A endometriose, uma das doenças mais subdiagnosticadas entre as mulheres, afeta cerca de uma em cada dez mulheres em idade reprodutiva. Muitas delas convivem durante anos com dores intensas sem compreender a origem dos sintomas. Para tornar essa condição mais acessível, o ginecologista Dr. Igor Chiminacio criou a “Teoria do Polvo”, um modelo anatômico inovador que tem atraído a atenção de médicos e pacientes.
Nessa teoria, o útero é representado como a cabeça de um polvo, enquanto os tecidos que o sustentam, conhecidos como paramétrios, funcionam como tentáculos. Segundo Chiminacio, é nesses tecidos de sustentação que a endometriose frequentemente se desenvolve. Ele explica: “Durante muitos anos, a doença foi abordada apenas a partir dos focos visíveis, mas o problema vai muito além. O tecido onde esses focos surgem é o que transmite a dor para nervos, músculos e outras estruturas da pelve. Quando a paciente compreende esse conceito, ela entende por que sente dor em lugares tão variados.”

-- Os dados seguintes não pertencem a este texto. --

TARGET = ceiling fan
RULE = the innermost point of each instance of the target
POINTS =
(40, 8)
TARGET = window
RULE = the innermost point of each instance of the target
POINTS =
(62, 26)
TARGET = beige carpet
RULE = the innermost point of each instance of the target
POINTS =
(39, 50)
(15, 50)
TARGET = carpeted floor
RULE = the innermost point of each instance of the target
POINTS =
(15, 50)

Compreensão ampliada da dor
Uma das maiores dificuldades enfrentadas pelas mulheres é conectar sintomas aparentemente desconectados à endometriose. Muitas vezes, dores nas costas, na lombar, virilha, pernas e até durante atividades sexuais são investigadas por diversos especialistas antes que alguém considere a doença. A “Teoria do Polvo” ajuda a elucidar que o útero não está “solto” dentro do corpo, mas sustentado por estruturas ricas em colágeno que envolvem vasos sanguíneos e nervos. Quando esses tecidos são afetados pela endometriose, a dor pode irradiar para diferentes regiões do corpo.
Chiminacio destaca que a proposta não substitui o conhecimento médico existente, mas traduz conceitos anatômicos complexos em uma linguagem mais acessível para pacientes e profissionais. “Quando a mulher entende a origem da dor, ela consegue descrever melhor seus sintomas, o que pode ajudar no raciocínio clínico e contribuir para um diagnóstico mais precoce”, afirma o médico.

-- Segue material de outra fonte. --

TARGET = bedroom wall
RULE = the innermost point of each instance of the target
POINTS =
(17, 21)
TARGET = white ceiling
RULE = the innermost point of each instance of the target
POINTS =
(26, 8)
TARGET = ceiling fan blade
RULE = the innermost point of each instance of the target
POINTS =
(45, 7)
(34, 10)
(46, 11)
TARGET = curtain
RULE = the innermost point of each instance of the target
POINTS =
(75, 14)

Impacto no diagnóstico da endometriose
Estima-se que mulheres com endometriose convivam entre oito a dez anos até obterem um diagnóstico correto. Muitas passam por diversos especialistas e realizam inúmeros exames, frequentemente ouvindo que a dor faz parte do ciclo menstrual. Para Dr. Igor Chiminacio, esse atraso no diagnóstico ocorre porque a doença é muitas vezes associada apenas a lesões visíveis, enquanto o comprometimento dos tecidos profundos pode causar sintomas mais amplos. “Nem toda dor causada pela endometriose aparece exatamente onde está a lesão. A inflamação e a fibrose podem afetar estruturas importantes da pelve e provocar sintomas à distância”, alerta.
A “Teoria do Polvo” também vem sendo utilizada em apresentações científicas e aulas para profissionais de saúde, enfatizando a importância de entender toda a anatomia da pelve na investigação da doença, e não apenas focar nas lesões superficiais. “Quando compreendemos como essas estruturas funcionam em conjunto, conseguimos interpretar melhor os sintomas e individualizar o tratamento de cada paciente”, conclui Chiminacio.
As mulheres devem buscar avaliação médica sempre que apresentarem sintomas que vão além de cólicas menstruais leves, como cólicas intensas ou incapacitantes; dor durante relações sexuais; dor ao evacuar ou urinar, especialmente no período menstrual; dor na lombar, virilha, quadril ou pernas relacionadas ao ciclo; dor pélvica persistente; e dificuldade para engravidar. Investigar esses sintomas precocemente aumenta as chances de um diagnóstico correto, tratamento adequado e preservação da qualidade de vida e da fertilidade.